Ce n’est la faute de la Suisse, mais c’est faute de Suisse.

Les chroniqueurs suisses et internationaux commencent à entamer le sujet qui fâche : est-ce que l’Union européenne va se disloquer ? Il y a des raisons de se faire du souci : la faillite de la Grèce menacée d’expulsion de l’Euros ; les velléités de la Grande.Bretagne de quitter l’UE pour de bon ; la montée en puissance de la Russie de Poutine ; l’incapacité de répartir les réfugiés syriens entre les différents pays de l’Union.

C’est sans doute ce dernier point qui est le plus révélateur. L’UE a été incapable d’arrêter le conflit syrien et il a fallu une entente entre USA et Russie pour arriver à un précaire cessez-le-feu. Voici moins d’un siècle, la France seule sur mandat de la Société des Nations réussissait à maintenir l’ordre et la paix dans ce pays. Aujourd’hui l’UE laisse par impuissance et apathie perdurer une guerre civile dans sa zone d’influence au risque de déclencher un conflit majeur. Dès lors les réfugiés surviennent sans que l’UE parvienne à maîtriser le flux : ou bien elle accepte sur son territoire des millions de réfugiés dont la présence exacerbe les partis nationalistes ; ou bien elle les refoule en faisant fi des valeurs qui la fondent. Face à la guerre syrienne, l’UE doit surmonter une de ces célèbres crises qui l’ont toujours fait progresser.
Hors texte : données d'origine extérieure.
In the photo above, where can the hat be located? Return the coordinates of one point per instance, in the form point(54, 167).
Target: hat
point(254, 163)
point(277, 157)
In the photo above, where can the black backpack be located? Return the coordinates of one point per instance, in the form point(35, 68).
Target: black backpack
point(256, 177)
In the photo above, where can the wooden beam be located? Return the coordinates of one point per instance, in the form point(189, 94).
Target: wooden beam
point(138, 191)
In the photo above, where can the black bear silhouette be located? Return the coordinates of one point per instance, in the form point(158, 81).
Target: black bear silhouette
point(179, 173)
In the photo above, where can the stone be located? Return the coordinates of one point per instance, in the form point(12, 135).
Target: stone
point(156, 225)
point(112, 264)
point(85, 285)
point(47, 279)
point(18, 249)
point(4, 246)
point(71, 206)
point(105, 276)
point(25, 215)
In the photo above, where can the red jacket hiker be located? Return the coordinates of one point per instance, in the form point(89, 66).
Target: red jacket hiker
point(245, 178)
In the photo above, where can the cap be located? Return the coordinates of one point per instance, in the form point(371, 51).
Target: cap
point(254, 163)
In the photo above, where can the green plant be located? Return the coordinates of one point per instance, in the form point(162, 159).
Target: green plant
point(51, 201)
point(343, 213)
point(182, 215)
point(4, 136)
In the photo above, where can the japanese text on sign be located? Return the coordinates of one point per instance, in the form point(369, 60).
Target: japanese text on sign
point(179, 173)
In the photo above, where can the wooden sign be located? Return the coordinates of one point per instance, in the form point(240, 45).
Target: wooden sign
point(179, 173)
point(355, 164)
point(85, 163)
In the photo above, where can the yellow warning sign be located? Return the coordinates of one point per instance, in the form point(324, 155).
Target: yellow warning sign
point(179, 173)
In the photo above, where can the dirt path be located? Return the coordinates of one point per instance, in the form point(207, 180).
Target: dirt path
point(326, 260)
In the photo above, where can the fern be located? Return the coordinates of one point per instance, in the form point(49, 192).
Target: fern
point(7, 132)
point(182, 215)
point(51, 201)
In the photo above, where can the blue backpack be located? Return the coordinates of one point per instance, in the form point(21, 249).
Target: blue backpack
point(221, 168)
Il vaut donc la peine d’alerter sur les risques d’une implosion précisément pour l’éviter. Cette crise-ci est capitale : l’UE est-elle prête à évoluer dans le sens d’une confédération où les Etats membres acceptent de se dépouiller de certains de leurs pouvoirs régaliens : la politique étrangère, la garde des frontières, la défense militaire. Il suffit d’énoncer ces attributs pur comprendre que c’est la situation de la Suisse. Les cantons se sont démunis de ces attributions pour les confier au pouvoir fédéral, mieux placé pour les gérer. Le problème n’est donc pas de savoir comment la Suisse adhèrera ou non à l’UE mais de voir dans quelle mesure l’UE pourrait prendre modèle sur la Suisse.

Comment équilibrer les compétences entre l’UE et les Etats membres ? Comment régler les conflits entre ces compétences ? Comment gérer les crises ? Comment évoluer d’une zone de libre-échange vers un Etat supranational ? La Suisse a beaucoup d’expérience dans ce domaine délicat. Elle fait vivre ensemble des cultures différentes. Elle a créé une oasis garantissant la sécurité du droit, la paix sociale, la prospérité. Tout cela pourrait et devrait être transposé à l’échelle du continent.

La Suisse politique doit donc cesser de se demander ce que l’Europe peut lui apporter, mais se demander ce qu’elle peut apporter à l’Europe. Si l’UE se disloque, ce ne sera pas la faute de la Suisse qui n’en fait pas partie, mais faute de Suisse qui aurait pu la sauver et qui ne l’a pas voulu. L’UE a été créée à la fin de la seconde guerre mondiale pour éviter la résurgence de conflits armés sur le sol européen. Si elle se disloque, le continent retombera dans sa situation antérieure. Cela ne signifie pas qu’une guerre franco-allemande se répétera. Cela signifie que ce qui parait impossible aujourd’hui peut redevenir possible, si disparait ce qui l’a rendu impossible.

Jacques Neirynck

Jacques Neirynck est ingénieur, ancien conseiller national PDC et député au Grand Conseil vaudois, professeur honoraire de l'École polytechnique fédérale de Lausanne (EPFL), d'origine belge, de nationalité française et naturalisé suisse. Il exerce la profession d'écrivain.